Software-as-a-Service is changing. For years, horizontal SaaS companies have achieved massive valuations by building products that addressed generic business needs like CRM or accounting. This meant they could reach the widest possible audience by selling to customers in a wide variety of industries. But SaaS startups are increasingly achieving multi-billion dollar valuations by building software tailored to the needs of specific industries, rather than specific business functions. The recent IPOs of vertical SaaS companies like Blend, Procore, and Toast are proof of the massive upside for companies building industry-specific software.

The reason vertical SaaS markets seem small is because they are typically measured by the size of the existing base of installed software. But this ignores the many opportunities for vertical SaaS companies to expand their addressable markets. They can increase ACVs by raising prices, upselling with new features, integrating or partnering with fintech providers, or embedding commerce solutions. By targeting a specific vertical, they can also capture substantial market share that serves as a launchpad for expanding internationally or into new verticals.
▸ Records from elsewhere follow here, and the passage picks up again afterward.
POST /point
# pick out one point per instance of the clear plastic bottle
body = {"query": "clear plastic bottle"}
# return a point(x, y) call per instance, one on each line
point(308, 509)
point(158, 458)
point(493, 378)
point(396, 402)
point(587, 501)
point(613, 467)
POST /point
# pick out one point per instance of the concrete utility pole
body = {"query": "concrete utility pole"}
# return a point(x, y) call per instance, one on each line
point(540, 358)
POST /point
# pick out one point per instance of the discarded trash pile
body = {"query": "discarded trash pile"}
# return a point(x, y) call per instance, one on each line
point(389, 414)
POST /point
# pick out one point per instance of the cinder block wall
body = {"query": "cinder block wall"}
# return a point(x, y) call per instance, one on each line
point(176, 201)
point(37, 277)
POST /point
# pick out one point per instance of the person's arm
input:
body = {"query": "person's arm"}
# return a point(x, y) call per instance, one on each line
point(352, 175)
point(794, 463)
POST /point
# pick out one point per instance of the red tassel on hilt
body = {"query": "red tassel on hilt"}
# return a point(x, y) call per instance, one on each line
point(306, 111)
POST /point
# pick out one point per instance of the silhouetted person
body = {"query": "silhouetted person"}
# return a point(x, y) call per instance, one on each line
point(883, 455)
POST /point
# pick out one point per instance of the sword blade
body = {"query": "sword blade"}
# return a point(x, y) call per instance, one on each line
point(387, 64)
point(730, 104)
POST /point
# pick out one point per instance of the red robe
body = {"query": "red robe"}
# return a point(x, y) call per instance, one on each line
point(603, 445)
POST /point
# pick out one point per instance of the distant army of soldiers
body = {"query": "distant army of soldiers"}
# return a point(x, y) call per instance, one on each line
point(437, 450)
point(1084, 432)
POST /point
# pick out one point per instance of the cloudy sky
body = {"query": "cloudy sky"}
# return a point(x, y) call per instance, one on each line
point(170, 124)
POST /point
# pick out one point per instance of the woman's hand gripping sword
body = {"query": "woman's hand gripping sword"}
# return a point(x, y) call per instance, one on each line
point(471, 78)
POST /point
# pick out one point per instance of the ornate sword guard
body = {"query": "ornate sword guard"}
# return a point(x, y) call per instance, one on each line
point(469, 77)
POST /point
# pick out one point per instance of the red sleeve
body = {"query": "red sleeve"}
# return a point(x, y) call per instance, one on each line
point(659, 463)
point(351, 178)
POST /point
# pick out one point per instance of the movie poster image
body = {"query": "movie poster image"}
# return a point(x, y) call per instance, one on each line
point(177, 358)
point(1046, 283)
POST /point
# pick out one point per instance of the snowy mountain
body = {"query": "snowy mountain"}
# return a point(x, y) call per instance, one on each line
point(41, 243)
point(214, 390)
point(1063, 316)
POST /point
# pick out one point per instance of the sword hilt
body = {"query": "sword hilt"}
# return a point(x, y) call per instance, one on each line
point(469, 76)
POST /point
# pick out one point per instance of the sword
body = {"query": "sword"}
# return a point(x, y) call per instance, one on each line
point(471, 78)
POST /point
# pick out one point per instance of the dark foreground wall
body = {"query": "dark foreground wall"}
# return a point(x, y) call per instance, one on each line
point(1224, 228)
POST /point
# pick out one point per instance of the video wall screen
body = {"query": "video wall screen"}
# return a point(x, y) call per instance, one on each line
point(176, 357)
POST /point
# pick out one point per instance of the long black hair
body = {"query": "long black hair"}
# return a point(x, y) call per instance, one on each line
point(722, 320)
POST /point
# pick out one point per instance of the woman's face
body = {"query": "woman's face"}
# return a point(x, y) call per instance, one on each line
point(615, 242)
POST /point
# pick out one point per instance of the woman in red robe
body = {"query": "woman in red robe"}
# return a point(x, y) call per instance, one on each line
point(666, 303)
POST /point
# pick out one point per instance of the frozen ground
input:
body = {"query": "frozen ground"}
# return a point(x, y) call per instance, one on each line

The rapid growth of vertical SaaS in public and private markets reflects a secular trend toward the digitization of all industries. Today, employees and customers expect businesses to use modern software tools regardless of their industry or size. Yet a staggering number of businesses still use outdated on-premise software, DIY solutions, or cobbled together software products. In fact, many businesses have found it easier just to stick with pen and paper instead of dealing with shoddy software.

Even though these businesses may recognize the value of using vertical-specific software for their workflows, there are no high quality software products built for their industry. This points to an inescapable conclusion: vertical SaaS is poised to be the next big thing in cloud software. It’s already possible to see evidence of this in the public markets, where vertical SaaS companies have significantly outperformed the major indexes for several years. And this is just the beginning.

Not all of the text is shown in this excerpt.